NMFS recently wrote to the State Water Resources Control Board in order
to express its concern that frost protection activities could harm salmon
and steelhead. See S. Edmondson, NMFS, letter to V. Whitney (Feb. 19,
2009), attached as Exhibit M. FERC must analyze whether other water users,
particularly in the East Fork Russian River watershed, are also proposing
to withdraw water for frost protection, and must analyze the impacts of
this Project in conjunction with any such withdrawals.
F. The EA Fails to Analyze an Adequate Range of Alternatives.
NEPA requires that an EA consider a reasonable range of alternatives to
the proposed project that would achieve the project’s purpose. See
42 U.S.C. § 4332(2)(E); 40 C.F.R. § 1508.9(b); Bob Marshall
Alliance, 852 F.2d at 1229; Native Ecosystem Council v. U.S. Forest Service,
428 F.3d 1233, 1245-46 (9th Cir. 2005). This EA fails to comply with NEPA
because, although other reasonable alternatives exist, the EA considers
only the proposed Project and the no-action alternative.
On behalf of Friends of the Eel River, we request that FERC analyze alternatives
that will not only avoid significant impacts to water resources and fisheries
but also comply with state water law. Specifically, FERC should analyze
alternatives that limit PG&E’s releases from Scott Dam for irrigation
purposes to 9,408 afy, consistent with Licenses 1199 and 5545. In addition,
FERC should analyze alternative delivery mechanisms that will not induce
PVID to request that PG&E release more water from Scott Dam than is
legitimately necessary for frost protection purposes.
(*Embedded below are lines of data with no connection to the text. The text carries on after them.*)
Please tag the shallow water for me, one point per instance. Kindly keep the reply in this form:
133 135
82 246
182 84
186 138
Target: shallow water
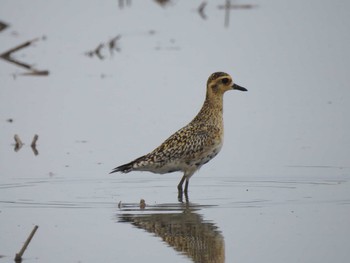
277 192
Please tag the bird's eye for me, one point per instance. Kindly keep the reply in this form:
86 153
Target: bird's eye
225 81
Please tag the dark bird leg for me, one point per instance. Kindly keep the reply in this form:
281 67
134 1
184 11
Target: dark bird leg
179 188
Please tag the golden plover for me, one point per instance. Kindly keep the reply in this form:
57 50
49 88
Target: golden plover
196 143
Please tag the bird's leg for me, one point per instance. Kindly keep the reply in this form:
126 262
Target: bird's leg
179 188
186 185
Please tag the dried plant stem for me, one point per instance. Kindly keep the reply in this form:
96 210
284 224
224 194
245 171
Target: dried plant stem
19 255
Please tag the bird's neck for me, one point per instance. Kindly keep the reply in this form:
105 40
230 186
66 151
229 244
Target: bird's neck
211 111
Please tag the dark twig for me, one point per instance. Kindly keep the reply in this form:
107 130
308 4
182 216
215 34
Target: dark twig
18 257
18 144
33 145
201 10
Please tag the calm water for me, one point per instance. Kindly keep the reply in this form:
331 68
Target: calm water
115 81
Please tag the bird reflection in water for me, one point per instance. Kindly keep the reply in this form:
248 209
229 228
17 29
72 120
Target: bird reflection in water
179 226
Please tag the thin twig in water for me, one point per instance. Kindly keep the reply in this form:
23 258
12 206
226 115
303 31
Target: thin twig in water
18 257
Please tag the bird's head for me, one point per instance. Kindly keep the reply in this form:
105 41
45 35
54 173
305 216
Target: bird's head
220 82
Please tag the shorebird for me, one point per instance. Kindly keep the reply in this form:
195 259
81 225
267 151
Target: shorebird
195 144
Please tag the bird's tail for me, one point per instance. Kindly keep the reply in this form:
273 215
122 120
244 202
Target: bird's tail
125 168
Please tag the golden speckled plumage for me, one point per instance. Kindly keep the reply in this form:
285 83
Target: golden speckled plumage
196 143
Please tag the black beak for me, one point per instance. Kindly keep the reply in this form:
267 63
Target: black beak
235 86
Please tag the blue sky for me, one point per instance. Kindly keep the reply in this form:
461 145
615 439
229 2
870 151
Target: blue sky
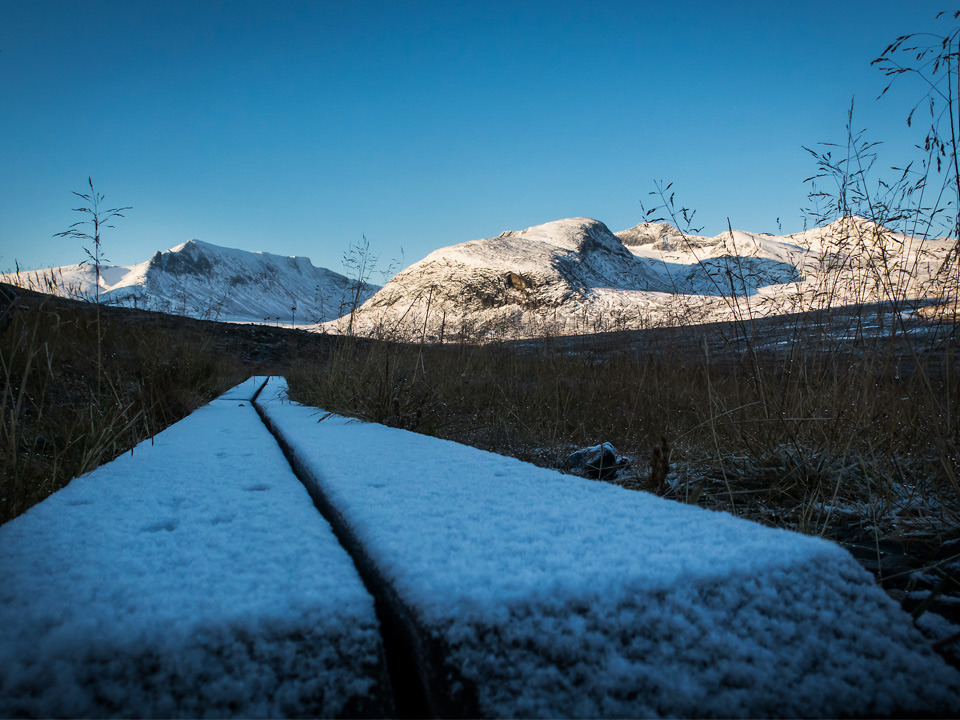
297 127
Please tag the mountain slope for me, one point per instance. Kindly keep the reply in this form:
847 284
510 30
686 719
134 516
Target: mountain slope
208 281
574 276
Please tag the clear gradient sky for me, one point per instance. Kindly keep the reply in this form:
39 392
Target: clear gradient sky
296 127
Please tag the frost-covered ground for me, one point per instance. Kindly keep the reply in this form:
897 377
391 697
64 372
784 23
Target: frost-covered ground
193 577
536 593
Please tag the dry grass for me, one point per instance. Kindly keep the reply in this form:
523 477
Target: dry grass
64 412
795 437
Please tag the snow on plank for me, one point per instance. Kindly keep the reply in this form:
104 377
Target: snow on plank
193 577
532 593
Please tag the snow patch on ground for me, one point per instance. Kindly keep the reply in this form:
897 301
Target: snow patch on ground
550 595
193 577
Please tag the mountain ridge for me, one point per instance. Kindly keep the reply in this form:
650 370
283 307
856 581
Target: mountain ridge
207 281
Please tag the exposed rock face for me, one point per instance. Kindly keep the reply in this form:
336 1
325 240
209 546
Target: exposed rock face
600 462
574 276
211 282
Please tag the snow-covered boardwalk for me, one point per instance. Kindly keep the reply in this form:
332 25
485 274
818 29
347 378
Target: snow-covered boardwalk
193 577
196 577
525 592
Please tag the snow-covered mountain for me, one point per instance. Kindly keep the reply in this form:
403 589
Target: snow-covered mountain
576 276
208 281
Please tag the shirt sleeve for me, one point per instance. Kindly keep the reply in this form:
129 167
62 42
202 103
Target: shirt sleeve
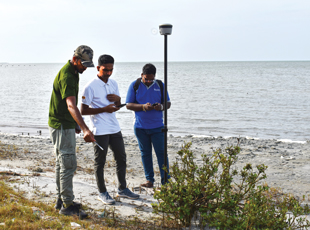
131 95
67 87
87 95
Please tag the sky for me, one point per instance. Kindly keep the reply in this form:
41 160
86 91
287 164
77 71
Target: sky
48 31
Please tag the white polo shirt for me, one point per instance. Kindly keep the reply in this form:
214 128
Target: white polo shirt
95 96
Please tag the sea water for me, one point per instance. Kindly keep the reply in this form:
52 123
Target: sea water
269 100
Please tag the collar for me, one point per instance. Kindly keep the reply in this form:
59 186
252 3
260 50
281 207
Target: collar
72 69
150 85
102 82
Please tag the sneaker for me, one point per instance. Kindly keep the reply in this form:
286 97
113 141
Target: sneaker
59 204
73 210
105 198
126 193
147 184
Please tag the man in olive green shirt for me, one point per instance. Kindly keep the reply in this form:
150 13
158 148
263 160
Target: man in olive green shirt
64 121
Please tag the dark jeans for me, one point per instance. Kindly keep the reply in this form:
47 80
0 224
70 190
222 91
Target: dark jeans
116 144
147 137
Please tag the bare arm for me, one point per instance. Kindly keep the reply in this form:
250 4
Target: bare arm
86 110
75 113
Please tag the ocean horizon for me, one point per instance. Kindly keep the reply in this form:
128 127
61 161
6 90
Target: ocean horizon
257 99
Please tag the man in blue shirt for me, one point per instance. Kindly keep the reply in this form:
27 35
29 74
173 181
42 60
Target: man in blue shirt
146 102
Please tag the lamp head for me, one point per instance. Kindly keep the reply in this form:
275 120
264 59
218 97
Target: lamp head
165 29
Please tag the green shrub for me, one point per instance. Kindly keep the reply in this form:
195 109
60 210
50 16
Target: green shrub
224 197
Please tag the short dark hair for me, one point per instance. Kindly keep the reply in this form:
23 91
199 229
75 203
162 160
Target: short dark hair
105 59
148 69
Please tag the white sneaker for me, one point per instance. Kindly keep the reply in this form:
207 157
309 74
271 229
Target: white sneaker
106 198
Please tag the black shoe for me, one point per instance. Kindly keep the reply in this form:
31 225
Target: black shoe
59 204
73 210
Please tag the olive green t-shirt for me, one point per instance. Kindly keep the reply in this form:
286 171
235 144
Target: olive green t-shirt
65 84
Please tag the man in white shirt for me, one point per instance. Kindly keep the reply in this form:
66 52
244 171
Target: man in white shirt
100 99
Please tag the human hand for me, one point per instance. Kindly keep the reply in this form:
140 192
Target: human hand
111 108
113 97
148 106
158 107
77 129
89 136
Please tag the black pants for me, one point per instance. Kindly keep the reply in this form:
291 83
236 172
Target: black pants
116 144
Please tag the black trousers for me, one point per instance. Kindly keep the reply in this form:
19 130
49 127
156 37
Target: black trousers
116 144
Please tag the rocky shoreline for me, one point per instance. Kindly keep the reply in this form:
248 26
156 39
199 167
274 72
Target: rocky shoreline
288 165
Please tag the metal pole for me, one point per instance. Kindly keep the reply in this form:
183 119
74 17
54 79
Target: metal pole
165 117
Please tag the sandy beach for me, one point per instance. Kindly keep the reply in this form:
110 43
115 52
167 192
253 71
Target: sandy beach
288 166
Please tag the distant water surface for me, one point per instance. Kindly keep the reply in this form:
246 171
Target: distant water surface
269 100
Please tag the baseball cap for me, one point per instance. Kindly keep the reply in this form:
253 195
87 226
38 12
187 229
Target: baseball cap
85 53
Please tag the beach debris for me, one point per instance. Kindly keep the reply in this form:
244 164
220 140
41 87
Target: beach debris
75 225
37 212
37 169
290 158
102 215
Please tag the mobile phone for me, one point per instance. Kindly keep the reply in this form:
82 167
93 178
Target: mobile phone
120 106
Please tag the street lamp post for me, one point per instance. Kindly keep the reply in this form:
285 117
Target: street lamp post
165 29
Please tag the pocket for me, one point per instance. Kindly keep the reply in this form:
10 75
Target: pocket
68 161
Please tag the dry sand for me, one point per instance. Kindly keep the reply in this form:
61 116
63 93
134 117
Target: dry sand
288 167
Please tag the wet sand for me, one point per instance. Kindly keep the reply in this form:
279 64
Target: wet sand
288 167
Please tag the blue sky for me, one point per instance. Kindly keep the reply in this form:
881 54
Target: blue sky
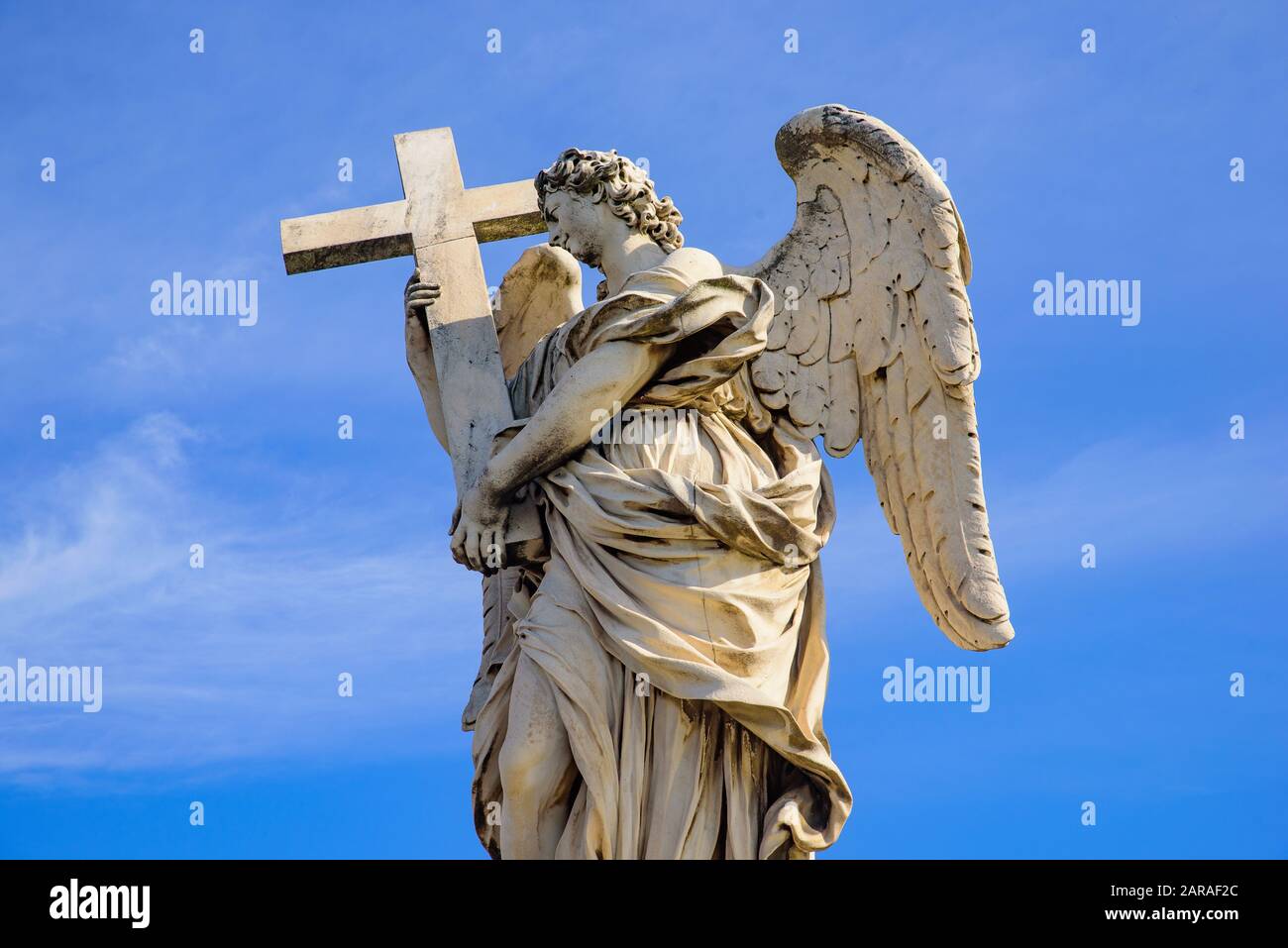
327 556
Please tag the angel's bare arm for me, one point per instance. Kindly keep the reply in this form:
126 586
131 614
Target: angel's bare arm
420 357
565 423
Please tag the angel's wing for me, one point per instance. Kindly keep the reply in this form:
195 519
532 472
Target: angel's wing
874 339
539 292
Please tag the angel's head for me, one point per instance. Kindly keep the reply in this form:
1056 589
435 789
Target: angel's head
592 198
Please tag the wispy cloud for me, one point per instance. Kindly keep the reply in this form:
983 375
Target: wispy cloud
233 661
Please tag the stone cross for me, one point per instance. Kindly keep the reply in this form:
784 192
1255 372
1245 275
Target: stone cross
441 223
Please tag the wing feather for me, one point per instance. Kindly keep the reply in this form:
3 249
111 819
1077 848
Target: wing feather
874 339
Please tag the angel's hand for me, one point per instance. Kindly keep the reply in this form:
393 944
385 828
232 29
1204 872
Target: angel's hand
478 530
416 299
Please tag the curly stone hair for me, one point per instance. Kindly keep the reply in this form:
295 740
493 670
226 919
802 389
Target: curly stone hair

II. FERC Must Reinitiate Consultation Under the Endangered Species Act.
FERC appears to have bypassed the ESA by failing to reinitiate formal
consultation with NMFS. Section 7 of the ESA requires consultation with
NMFS to determine whether the Project is likely to jeopardize federally
listed species or result in the destruction or adverse modification of
their critical habitat. 16 U.S.C. § 1536(a)(2); 50 C.F.R. §
402.01(b). This Project modifies terms of PG&E’s license that
were adopted, pursuant to an RPA set forth in a final Biological Opinion,
specifically to avoid jeopardy to salmon and steelhead. The EA acknowledges
that the Project could affect threatened and endangered species during
periods of low flow, and also could interfere with springtime block water
releases required under the RPA to aid migration of listed salmonids.
See EA at 27. Because the Project has impacts that were not considered
in the Biological Opinion, and because it deviates from and could interfere
with implementation of the RPA, reinitiation of formal consultation with
NMFS is required. See 50 C.F.R. § 402.16; NMFS 2002 at 112.
For the foregoing reasons, FOER requests that FERC prepare an EIS for
this Project and reinitiate consultation with NMFS regarding its effects
on threatened and endangered salmon and steelhead.